Diradicals are molecular species with 2 electrons occupying 2 equal energy (degenerate) orbits. Diradicals vary by the spins of covalently bonded electrons. O2 and H2C (methylene) are exemplary diradicals.

Diradicals have 3 possible arrangements: singlet, doublet, and triplet.

The oxygen molecule’s ground state is triplet. Both electrons in the degenerate orbitals spin up. The parallel spins of the unpaired electrons make gaseous dioxygen paramagnetic (reactive to magnetic fields), which is quite unusual for a gas. Liquid oxygen is magnetic.

Singlet oxygen has 1 spin-up electron and 1 spin-down electron in 1 orbital, with an equal energy orbital empty. The singlet configuration has several species, all relatively high energy. Hence singlet O2 is much more reactive than triplet O2.

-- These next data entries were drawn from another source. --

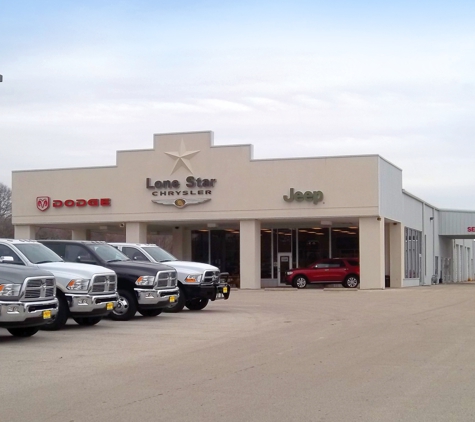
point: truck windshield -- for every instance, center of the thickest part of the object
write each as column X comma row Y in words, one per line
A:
column 38, row 253
column 159, row 254
column 108, row 253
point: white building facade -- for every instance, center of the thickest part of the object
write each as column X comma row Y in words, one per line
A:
column 255, row 218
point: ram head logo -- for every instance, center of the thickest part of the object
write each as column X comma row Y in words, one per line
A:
column 42, row 203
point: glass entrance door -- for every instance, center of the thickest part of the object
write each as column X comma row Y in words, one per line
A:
column 284, row 260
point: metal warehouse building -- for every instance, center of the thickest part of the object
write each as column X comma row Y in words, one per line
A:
column 255, row 218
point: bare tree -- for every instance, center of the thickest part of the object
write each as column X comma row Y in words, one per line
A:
column 6, row 227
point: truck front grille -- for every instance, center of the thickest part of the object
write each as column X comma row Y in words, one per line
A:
column 211, row 277
column 166, row 279
column 104, row 284
column 39, row 288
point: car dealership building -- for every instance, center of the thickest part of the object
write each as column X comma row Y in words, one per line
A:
column 255, row 218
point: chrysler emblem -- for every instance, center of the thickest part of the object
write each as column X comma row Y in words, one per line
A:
column 180, row 203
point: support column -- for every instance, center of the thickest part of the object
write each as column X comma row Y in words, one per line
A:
column 396, row 259
column 25, row 232
column 80, row 234
column 187, row 245
column 250, row 254
column 177, row 242
column 371, row 253
column 136, row 232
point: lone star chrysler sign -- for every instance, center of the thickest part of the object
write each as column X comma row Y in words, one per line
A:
column 169, row 190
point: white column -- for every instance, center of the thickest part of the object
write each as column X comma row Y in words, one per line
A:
column 250, row 254
column 136, row 232
column 187, row 244
column 371, row 253
column 177, row 242
column 79, row 234
column 25, row 232
column 396, row 259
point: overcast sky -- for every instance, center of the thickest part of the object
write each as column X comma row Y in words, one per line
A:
column 83, row 79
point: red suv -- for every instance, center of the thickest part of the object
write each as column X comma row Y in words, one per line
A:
column 334, row 270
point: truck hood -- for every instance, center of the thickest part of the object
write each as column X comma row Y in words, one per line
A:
column 191, row 267
column 138, row 268
column 70, row 270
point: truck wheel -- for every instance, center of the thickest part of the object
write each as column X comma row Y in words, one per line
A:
column 87, row 321
column 150, row 312
column 126, row 306
column 197, row 304
column 351, row 282
column 300, row 282
column 23, row 331
column 61, row 316
column 178, row 305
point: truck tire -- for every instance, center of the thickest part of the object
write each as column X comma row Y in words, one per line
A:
column 179, row 304
column 62, row 315
column 87, row 321
column 126, row 306
column 150, row 312
column 197, row 304
column 23, row 331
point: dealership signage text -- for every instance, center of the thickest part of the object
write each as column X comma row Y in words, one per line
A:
column 310, row 196
column 170, row 187
column 44, row 202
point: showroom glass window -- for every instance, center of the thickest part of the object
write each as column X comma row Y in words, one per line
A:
column 412, row 253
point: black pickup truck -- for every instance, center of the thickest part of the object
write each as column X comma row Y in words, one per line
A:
column 148, row 288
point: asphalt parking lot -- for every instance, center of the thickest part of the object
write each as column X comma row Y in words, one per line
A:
column 268, row 355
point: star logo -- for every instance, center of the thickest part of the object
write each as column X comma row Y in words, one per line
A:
column 182, row 158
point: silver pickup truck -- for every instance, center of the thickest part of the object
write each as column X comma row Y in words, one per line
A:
column 199, row 283
column 84, row 292
column 27, row 299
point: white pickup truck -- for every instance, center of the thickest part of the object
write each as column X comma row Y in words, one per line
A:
column 84, row 292
column 198, row 283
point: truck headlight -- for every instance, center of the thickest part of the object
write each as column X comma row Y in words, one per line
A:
column 10, row 290
column 193, row 278
column 145, row 280
column 78, row 284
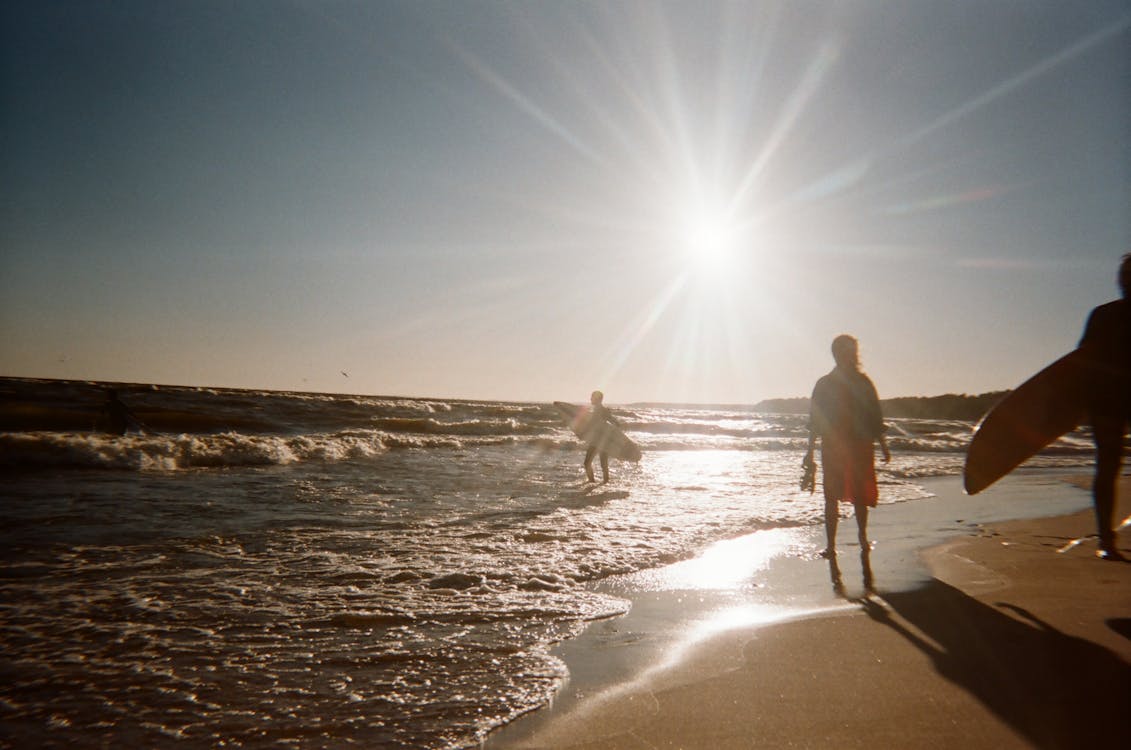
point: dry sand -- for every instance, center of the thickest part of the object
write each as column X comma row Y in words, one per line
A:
column 1018, row 637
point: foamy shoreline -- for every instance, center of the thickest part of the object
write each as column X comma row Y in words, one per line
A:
column 648, row 678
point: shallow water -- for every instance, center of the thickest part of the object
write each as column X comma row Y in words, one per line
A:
column 290, row 569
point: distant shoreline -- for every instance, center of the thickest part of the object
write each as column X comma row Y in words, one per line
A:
column 949, row 406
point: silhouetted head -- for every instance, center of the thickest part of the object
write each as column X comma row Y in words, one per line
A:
column 846, row 352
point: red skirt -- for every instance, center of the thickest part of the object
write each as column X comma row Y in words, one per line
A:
column 848, row 471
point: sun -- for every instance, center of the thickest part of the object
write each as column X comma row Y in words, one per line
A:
column 710, row 240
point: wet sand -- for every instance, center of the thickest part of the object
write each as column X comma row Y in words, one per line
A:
column 1009, row 635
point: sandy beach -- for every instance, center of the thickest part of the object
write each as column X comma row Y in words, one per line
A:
column 1015, row 636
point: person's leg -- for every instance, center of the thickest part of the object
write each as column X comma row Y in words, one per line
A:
column 1108, row 434
column 862, row 524
column 831, row 516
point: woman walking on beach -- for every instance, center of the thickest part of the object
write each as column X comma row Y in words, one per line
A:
column 845, row 416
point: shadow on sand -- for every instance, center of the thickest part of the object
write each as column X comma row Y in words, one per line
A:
column 1056, row 690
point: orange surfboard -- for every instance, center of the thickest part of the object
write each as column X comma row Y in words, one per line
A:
column 1041, row 410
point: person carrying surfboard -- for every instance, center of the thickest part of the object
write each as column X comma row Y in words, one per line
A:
column 845, row 416
column 598, row 416
column 1106, row 347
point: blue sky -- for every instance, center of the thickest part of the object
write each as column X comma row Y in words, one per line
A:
column 528, row 200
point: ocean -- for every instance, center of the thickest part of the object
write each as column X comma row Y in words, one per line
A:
column 285, row 569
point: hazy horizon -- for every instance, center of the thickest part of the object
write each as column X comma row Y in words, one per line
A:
column 672, row 203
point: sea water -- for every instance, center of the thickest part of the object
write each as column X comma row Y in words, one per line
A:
column 285, row 569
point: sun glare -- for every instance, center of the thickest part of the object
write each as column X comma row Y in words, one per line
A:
column 710, row 240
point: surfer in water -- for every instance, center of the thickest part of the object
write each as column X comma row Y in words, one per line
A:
column 119, row 416
column 845, row 416
column 1106, row 344
column 598, row 415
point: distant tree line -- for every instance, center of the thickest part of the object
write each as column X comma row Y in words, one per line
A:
column 950, row 406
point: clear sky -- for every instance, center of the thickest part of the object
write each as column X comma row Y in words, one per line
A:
column 528, row 200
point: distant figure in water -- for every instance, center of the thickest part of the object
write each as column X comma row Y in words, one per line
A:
column 598, row 415
column 1106, row 344
column 845, row 416
column 119, row 417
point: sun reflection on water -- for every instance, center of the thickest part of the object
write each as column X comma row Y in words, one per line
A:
column 730, row 565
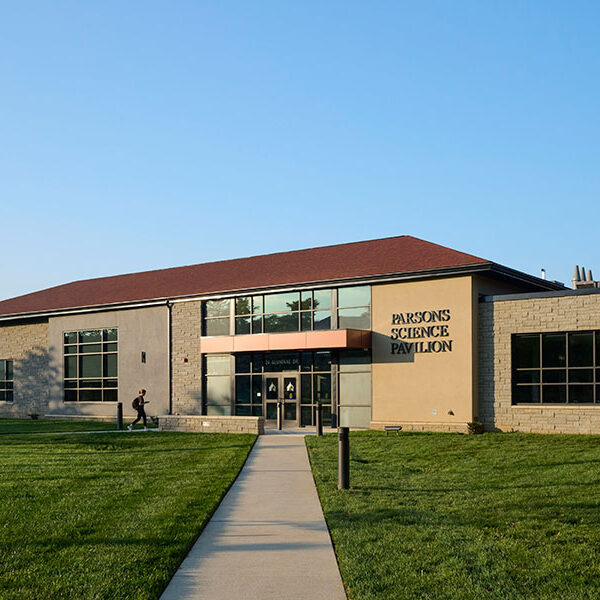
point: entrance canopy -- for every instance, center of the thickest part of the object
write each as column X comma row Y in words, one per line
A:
column 306, row 340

If the O2‘s ground state was singlet instead of triplet, life would be impossible, and any accumulation of organic matter unlikely. Singlet oxygen is used as an industrial-strength pesticide in buildings, exterminating even the most persistent critters.

The human immune system produces singlet O2 for weaponry: reactive oxygen species (ROS). Plants have an ROS response to attacking pathogens: strengthening the cell wall with superoxide or hydrogen peroxide to imprison the infection.

In a reaction powered by sunshine, singlet oxygen is formed from water during photosynthesis. Carotenoids in chloroplasts absorb energy from singlet oxygen using tetraterpenoids: a molecular skeletal structure comprising 40 carbon atoms. Carotenoids convert the highly reactive singlet to triplet ground state before it inflicts harm on tissues.

The ability to detoxify ROS evolved in the earliest life, prior to photosynthesis and aerobic respiration; otherwise, aerobic organisms would have poisoned themselves.

Photolysis of ozone by short-wavelength (high-energy) light in the troposphere produces singlet O2. The troposphere is the lowest layer of the Earth’s atmosphere, 17 kilometers thick in the middle latitudes, with about 75% of the atmosphere’s mass and 99% of its water vapor and aerosols.

Doublet O2, with one electron unpaired, is a simple free radical, and highly reactive.

O2‘s odd triplet ground state prevents molecular oxygen from reacting directly with many other molecules, which are often in the singlet state. But triplet oxygen will readily react with doublet molecules, such as radicals, to form a new radical. And the univalent pathway of adding electrons 1 at a time in series reactions is quite common.